First, configure the OpenRouter client:
import OpenAI from "openai";
const client = new OpenAI({
baseURL: "https://openrouter.ai/api/v1",
apiKey: process.env.OPENROUTER_API_KEY,
});
const MODEL = "anthropic/claude-3.5-sonnet";
Simple. OpenRouter handles routing to any model.
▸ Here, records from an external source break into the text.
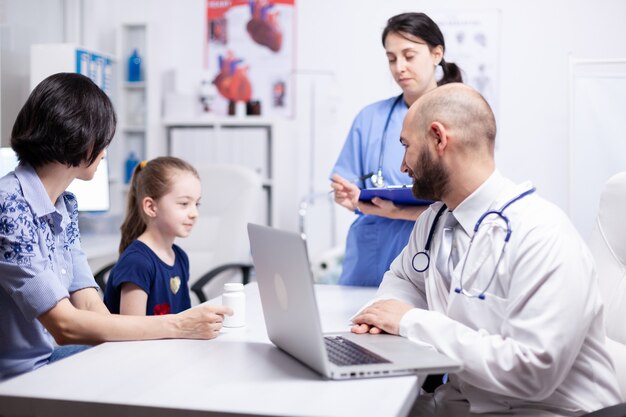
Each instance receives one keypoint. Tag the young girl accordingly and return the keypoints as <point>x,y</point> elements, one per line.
<point>47,289</point>
<point>151,275</point>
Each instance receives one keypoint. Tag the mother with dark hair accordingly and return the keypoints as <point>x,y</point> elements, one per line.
<point>372,153</point>
<point>47,291</point>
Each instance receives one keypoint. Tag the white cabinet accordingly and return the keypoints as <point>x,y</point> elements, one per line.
<point>133,101</point>
<point>48,59</point>
<point>240,141</point>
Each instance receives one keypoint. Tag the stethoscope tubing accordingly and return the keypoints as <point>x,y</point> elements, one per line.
<point>377,178</point>
<point>423,257</point>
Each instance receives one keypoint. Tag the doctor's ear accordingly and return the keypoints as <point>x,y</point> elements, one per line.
<point>438,132</point>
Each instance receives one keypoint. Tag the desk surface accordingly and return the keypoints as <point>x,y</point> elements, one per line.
<point>239,373</point>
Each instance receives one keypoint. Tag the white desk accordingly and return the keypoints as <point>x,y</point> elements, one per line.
<point>239,373</point>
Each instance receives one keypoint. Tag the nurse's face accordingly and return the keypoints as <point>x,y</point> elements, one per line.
<point>412,64</point>
<point>430,177</point>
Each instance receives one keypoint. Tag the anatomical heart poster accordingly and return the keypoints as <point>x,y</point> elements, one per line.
<point>250,55</point>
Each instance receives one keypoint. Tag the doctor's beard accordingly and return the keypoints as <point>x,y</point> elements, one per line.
<point>430,179</point>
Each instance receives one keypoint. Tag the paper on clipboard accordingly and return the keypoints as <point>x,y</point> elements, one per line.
<point>399,194</point>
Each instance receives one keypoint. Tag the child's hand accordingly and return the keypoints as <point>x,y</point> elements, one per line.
<point>202,322</point>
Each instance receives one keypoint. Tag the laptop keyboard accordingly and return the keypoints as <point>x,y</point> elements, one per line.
<point>343,352</point>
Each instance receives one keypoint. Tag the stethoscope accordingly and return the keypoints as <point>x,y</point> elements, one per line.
<point>377,178</point>
<point>421,260</point>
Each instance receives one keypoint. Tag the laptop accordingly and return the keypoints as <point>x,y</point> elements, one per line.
<point>291,315</point>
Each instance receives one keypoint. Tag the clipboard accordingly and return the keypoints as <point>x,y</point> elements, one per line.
<point>399,194</point>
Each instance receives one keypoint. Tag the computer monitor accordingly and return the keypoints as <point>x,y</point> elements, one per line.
<point>92,196</point>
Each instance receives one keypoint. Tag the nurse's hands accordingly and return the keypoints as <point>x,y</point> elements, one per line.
<point>346,192</point>
<point>384,315</point>
<point>347,195</point>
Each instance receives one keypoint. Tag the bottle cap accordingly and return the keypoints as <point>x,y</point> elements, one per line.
<point>233,286</point>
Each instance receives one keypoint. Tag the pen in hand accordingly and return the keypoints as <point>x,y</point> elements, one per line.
<point>356,180</point>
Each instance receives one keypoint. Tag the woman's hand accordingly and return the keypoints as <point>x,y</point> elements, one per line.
<point>346,192</point>
<point>202,322</point>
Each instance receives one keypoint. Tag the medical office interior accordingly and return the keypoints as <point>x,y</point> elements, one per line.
<point>554,73</point>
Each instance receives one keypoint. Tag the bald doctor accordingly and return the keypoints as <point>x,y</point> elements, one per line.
<point>494,276</point>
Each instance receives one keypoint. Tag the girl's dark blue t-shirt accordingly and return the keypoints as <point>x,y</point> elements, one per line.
<point>166,286</point>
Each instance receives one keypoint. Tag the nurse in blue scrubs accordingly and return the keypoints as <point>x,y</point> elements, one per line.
<point>372,153</point>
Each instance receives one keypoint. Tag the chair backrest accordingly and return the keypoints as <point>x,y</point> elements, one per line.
<point>608,245</point>
<point>231,197</point>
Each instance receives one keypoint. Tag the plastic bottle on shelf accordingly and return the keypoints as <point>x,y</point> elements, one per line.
<point>131,163</point>
<point>235,298</point>
<point>134,67</point>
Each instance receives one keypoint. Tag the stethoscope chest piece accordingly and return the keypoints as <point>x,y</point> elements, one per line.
<point>421,261</point>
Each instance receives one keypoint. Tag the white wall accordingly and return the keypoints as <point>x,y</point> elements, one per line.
<point>341,61</point>
<point>22,23</point>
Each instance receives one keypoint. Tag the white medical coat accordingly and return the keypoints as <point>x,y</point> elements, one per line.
<point>537,339</point>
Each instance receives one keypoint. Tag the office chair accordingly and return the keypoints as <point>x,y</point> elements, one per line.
<point>608,246</point>
<point>218,245</point>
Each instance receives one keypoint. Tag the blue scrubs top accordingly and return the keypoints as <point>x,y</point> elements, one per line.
<point>373,242</point>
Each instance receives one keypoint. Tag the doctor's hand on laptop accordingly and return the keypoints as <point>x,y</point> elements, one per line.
<point>201,322</point>
<point>380,316</point>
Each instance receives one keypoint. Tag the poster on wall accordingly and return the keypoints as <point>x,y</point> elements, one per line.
<point>472,43</point>
<point>250,55</point>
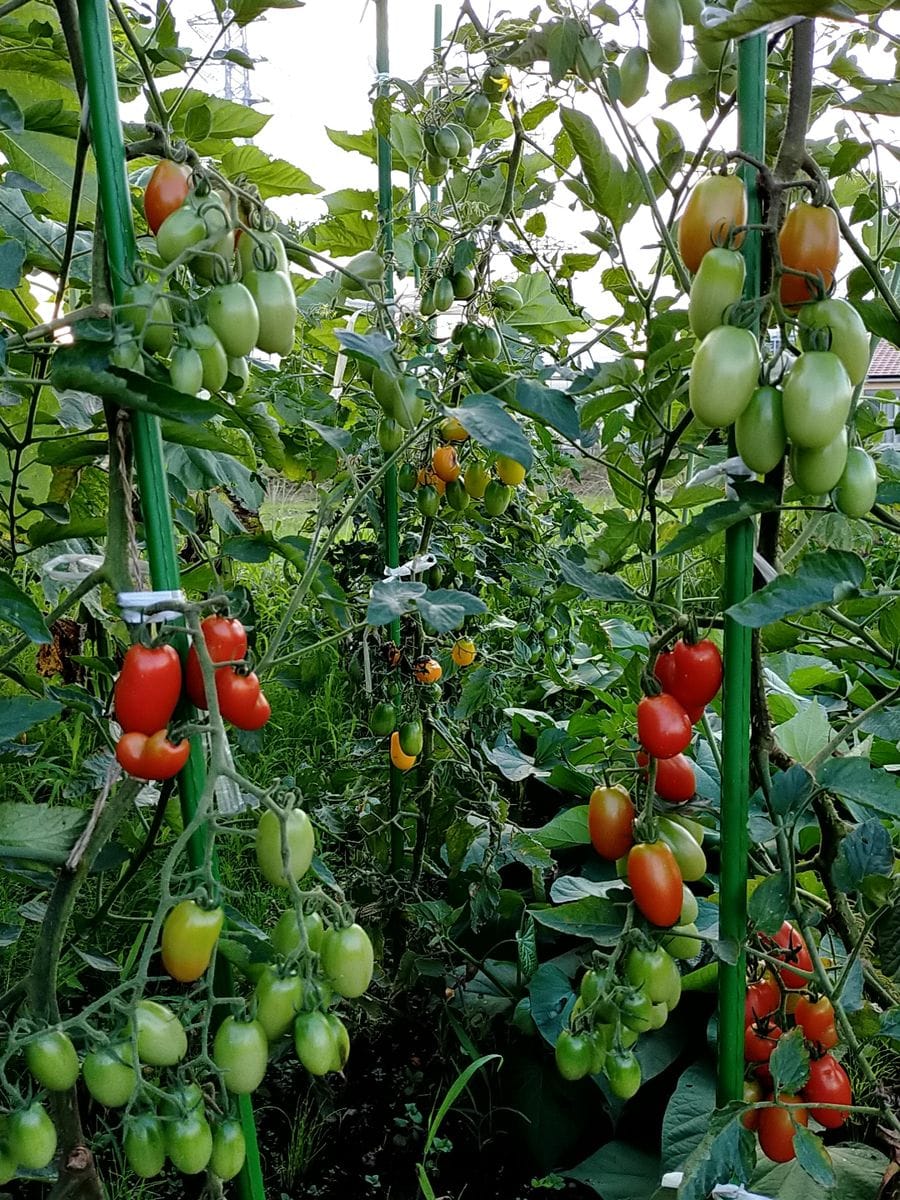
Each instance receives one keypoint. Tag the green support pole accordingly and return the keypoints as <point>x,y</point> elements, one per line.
<point>738,583</point>
<point>108,147</point>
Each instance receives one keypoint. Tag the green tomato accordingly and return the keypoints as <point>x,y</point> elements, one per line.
<point>31,1137</point>
<point>849,335</point>
<point>144,1145</point>
<point>279,1001</point>
<point>718,285</point>
<point>819,471</point>
<point>816,396</point>
<point>634,73</point>
<point>109,1075</point>
<point>162,1041</point>
<point>760,431</point>
<point>232,316</point>
<point>276,305</point>
<point>574,1054</point>
<point>724,373</point>
<point>688,853</point>
<point>213,357</point>
<point>300,840</point>
<point>241,1053</point>
<point>229,1150</point>
<point>315,1043</point>
<point>189,1143</point>
<point>623,1071</point>
<point>663,19</point>
<point>858,486</point>
<point>348,960</point>
<point>53,1061</point>
<point>179,232</point>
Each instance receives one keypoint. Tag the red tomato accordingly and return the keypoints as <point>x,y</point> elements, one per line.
<point>828,1084</point>
<point>760,1041</point>
<point>816,1019</point>
<point>676,780</point>
<point>148,689</point>
<point>166,191</point>
<point>657,882</point>
<point>791,949</point>
<point>226,641</point>
<point>611,819</point>
<point>809,241</point>
<point>762,997</point>
<point>778,1127</point>
<point>664,729</point>
<point>693,673</point>
<point>151,757</point>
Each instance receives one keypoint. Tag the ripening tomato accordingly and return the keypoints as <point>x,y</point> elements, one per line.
<point>657,882</point>
<point>300,840</point>
<point>611,819</point>
<point>241,1053</point>
<point>715,207</point>
<point>718,285</point>
<point>148,688</point>
<point>189,937</point>
<point>816,399</point>
<point>166,191</point>
<point>664,729</point>
<point>828,1084</point>
<point>760,432</point>
<point>777,1129</point>
<point>724,376</point>
<point>809,241</point>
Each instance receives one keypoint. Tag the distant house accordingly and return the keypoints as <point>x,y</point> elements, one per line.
<point>885,376</point>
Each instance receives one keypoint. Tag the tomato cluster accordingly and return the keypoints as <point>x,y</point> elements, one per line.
<point>777,1002</point>
<point>810,411</point>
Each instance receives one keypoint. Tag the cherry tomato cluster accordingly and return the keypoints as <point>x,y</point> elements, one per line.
<point>777,1002</point>
<point>810,409</point>
<point>149,689</point>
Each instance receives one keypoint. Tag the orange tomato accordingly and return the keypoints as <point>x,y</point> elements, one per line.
<point>809,241</point>
<point>715,205</point>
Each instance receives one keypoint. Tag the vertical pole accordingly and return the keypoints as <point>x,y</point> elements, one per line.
<point>108,147</point>
<point>738,585</point>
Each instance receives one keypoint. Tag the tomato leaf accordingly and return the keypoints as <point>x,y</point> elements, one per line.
<point>822,579</point>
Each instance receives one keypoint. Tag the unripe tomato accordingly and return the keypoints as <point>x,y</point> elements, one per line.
<point>724,376</point>
<point>232,316</point>
<point>53,1061</point>
<point>819,471</point>
<point>655,880</point>
<point>166,191</point>
<point>189,937</point>
<point>858,486</point>
<point>634,73</point>
<point>816,399</point>
<point>109,1075</point>
<point>611,819</point>
<point>809,241</point>
<point>315,1043</point>
<point>718,285</point>
<point>300,840</point>
<point>663,19</point>
<point>144,1145</point>
<point>760,431</point>
<point>148,688</point>
<point>229,1150</point>
<point>849,335</point>
<point>347,959</point>
<point>189,1143</point>
<point>715,207</point>
<point>664,729</point>
<point>241,1053</point>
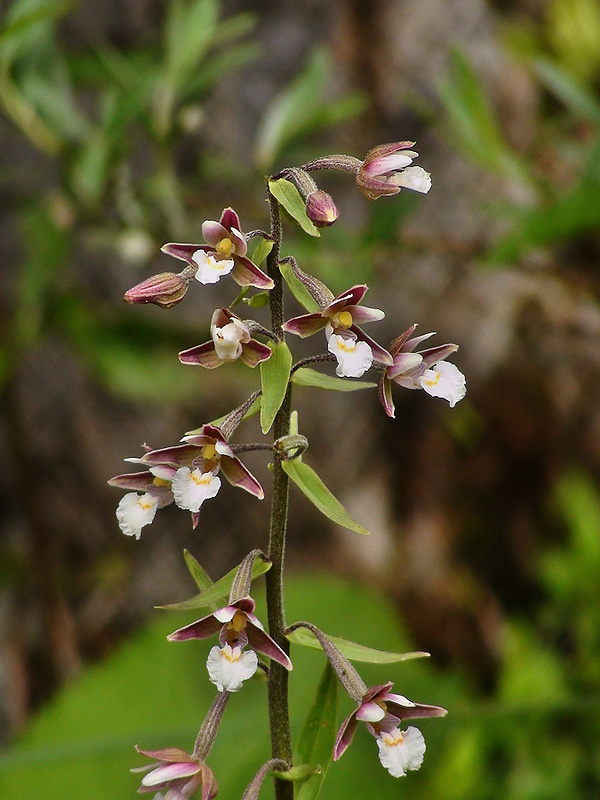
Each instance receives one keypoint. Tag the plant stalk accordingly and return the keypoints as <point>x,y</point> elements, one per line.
<point>279,721</point>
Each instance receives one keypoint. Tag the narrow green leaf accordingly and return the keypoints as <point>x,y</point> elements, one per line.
<point>299,773</point>
<point>352,650</point>
<point>310,377</point>
<point>291,199</point>
<point>261,251</point>
<point>274,379</point>
<point>315,745</point>
<point>218,591</point>
<point>309,483</point>
<point>298,289</point>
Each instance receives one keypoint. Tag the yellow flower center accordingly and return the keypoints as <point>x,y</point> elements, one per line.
<point>342,320</point>
<point>209,451</point>
<point>225,247</point>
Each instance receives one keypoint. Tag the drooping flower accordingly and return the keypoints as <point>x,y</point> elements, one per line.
<point>180,773</point>
<point>185,473</point>
<point>224,253</point>
<point>340,318</point>
<point>387,169</point>
<point>382,711</point>
<point>426,369</point>
<point>230,340</point>
<point>238,627</point>
<point>138,507</point>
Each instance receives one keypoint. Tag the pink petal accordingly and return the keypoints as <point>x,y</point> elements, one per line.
<point>238,475</point>
<point>380,354</point>
<point>254,352</point>
<point>245,273</point>
<point>305,325</point>
<point>352,297</point>
<point>201,629</point>
<point>213,232</point>
<point>204,355</point>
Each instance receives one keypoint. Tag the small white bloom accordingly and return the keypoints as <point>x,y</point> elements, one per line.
<point>211,269</point>
<point>414,178</point>
<point>400,751</point>
<point>135,511</point>
<point>228,339</point>
<point>228,667</point>
<point>444,380</point>
<point>191,488</point>
<point>354,357</point>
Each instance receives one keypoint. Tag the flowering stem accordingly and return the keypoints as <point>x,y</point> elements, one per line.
<point>281,743</point>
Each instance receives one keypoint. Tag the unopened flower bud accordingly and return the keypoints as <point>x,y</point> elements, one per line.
<point>165,290</point>
<point>320,209</point>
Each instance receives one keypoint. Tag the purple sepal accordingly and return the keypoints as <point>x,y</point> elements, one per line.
<point>238,475</point>
<point>201,629</point>
<point>203,355</point>
<point>306,324</point>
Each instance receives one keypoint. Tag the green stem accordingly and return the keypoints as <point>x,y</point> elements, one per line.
<point>281,742</point>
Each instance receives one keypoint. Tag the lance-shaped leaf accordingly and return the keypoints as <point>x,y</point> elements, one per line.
<point>309,483</point>
<point>315,745</point>
<point>352,650</point>
<point>261,251</point>
<point>274,379</point>
<point>298,289</point>
<point>218,591</point>
<point>310,377</point>
<point>291,199</point>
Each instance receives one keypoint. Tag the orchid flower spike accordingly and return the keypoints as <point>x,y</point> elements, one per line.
<point>353,349</point>
<point>224,254</point>
<point>229,665</point>
<point>425,369</point>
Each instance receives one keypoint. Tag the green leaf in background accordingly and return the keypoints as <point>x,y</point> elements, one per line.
<point>274,379</point>
<point>302,108</point>
<point>291,199</point>
<point>215,592</point>
<point>298,289</point>
<point>309,483</point>
<point>261,251</point>
<point>352,650</point>
<point>315,745</point>
<point>310,377</point>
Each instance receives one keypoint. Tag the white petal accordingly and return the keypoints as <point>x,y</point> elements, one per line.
<point>191,488</point>
<point>211,269</point>
<point>354,357</point>
<point>400,751</point>
<point>228,340</point>
<point>414,178</point>
<point>228,667</point>
<point>136,510</point>
<point>444,380</point>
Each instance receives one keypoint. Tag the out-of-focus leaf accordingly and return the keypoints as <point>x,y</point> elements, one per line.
<point>309,483</point>
<point>474,121</point>
<point>301,108</point>
<point>298,289</point>
<point>578,100</point>
<point>310,377</point>
<point>315,745</point>
<point>352,650</point>
<point>291,199</point>
<point>261,251</point>
<point>218,591</point>
<point>274,379</point>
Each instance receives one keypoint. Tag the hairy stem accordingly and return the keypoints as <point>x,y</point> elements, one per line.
<point>281,744</point>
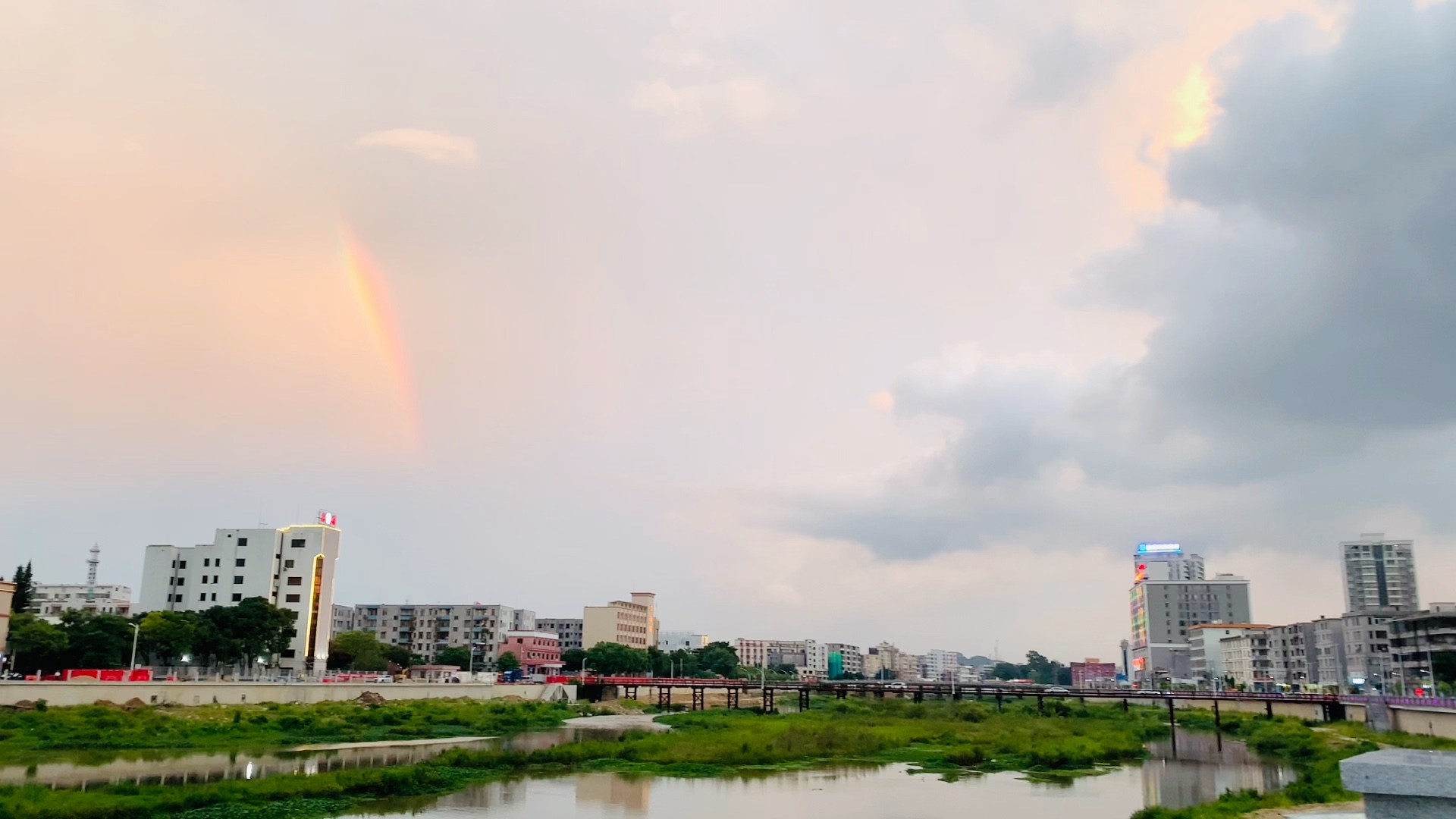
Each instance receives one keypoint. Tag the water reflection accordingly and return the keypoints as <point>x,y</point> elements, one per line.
<point>93,768</point>
<point>1204,768</point>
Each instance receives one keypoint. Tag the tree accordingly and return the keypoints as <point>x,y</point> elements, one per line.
<point>453,656</point>
<point>36,645</point>
<point>617,659</point>
<point>166,635</point>
<point>24,589</point>
<point>573,659</point>
<point>718,657</point>
<point>96,640</point>
<point>357,651</point>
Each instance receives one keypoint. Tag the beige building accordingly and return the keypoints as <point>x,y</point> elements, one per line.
<point>6,592</point>
<point>632,624</point>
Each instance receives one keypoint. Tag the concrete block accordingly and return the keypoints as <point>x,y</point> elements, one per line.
<point>1404,783</point>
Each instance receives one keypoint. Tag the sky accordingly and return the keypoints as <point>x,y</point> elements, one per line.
<point>848,321</point>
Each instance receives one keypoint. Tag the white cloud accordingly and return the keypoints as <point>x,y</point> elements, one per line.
<point>433,146</point>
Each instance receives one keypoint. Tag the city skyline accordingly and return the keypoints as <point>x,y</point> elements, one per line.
<point>880,322</point>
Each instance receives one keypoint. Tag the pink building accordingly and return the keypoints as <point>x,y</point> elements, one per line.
<point>1091,673</point>
<point>539,651</point>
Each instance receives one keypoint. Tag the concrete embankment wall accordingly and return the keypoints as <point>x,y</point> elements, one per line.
<point>248,692</point>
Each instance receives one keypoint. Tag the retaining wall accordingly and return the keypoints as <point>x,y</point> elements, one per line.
<point>77,692</point>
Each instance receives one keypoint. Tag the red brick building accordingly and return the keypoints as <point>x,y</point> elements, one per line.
<point>539,651</point>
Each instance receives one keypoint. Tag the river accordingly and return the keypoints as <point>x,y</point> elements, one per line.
<point>1199,770</point>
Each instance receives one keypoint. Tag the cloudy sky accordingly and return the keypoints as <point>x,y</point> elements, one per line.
<point>851,321</point>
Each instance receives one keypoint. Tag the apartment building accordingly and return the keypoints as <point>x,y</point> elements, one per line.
<point>1163,613</point>
<point>851,659</point>
<point>1292,653</point>
<point>680,640</point>
<point>344,618</point>
<point>629,623</point>
<point>539,651</point>
<point>1245,659</point>
<point>565,629</point>
<point>425,630</point>
<point>1206,653</point>
<point>55,599</point>
<point>941,665</point>
<point>1416,639</point>
<point>290,567</point>
<point>1379,575</point>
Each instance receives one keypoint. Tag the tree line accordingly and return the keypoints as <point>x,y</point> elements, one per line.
<point>220,635</point>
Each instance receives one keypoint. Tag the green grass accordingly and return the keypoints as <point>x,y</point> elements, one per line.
<point>30,736</point>
<point>1313,755</point>
<point>940,736</point>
An agent needs tools. Let's give it two: read files and execute shell commands.
const tools = [
{
type: "function" as const,
function: {
name: "read_file",
description: "Read contents of a file",
parameters: {
type: "object",
properties: {
path: { type: "string", description: "File path to read" },
},
required: ["path"],
},
},
},
{
type: "function" as const,
function: {
name: "execute_command",
description: "Execute a shell command",
parameters: {
type: "object",
properties: {
command: { type: "string", description: "Command to execute" },
},
required: ["command"],
},
},
},
];
These JSON schemas tell the LLM what it can do.
Now the actual functions:
import { readFileSync } from "fs";
import { execSync } from "child_process";
async function executeTool(name: string, args: any): Promise<string> {
try {
if (name === "read_file") {
return readFileSync(args.path, "utf-8");
} else if (name === "execute_command") {
return execSync(args.command, { encoding: "utf-8", maxBuffer: 10 * 1024 * 1024 });
}
return "Unknown tool";
} catch (error: any) {
return `Error: ${error.message}`;
}
}
Read files, run commands, catch errors. That's all we need.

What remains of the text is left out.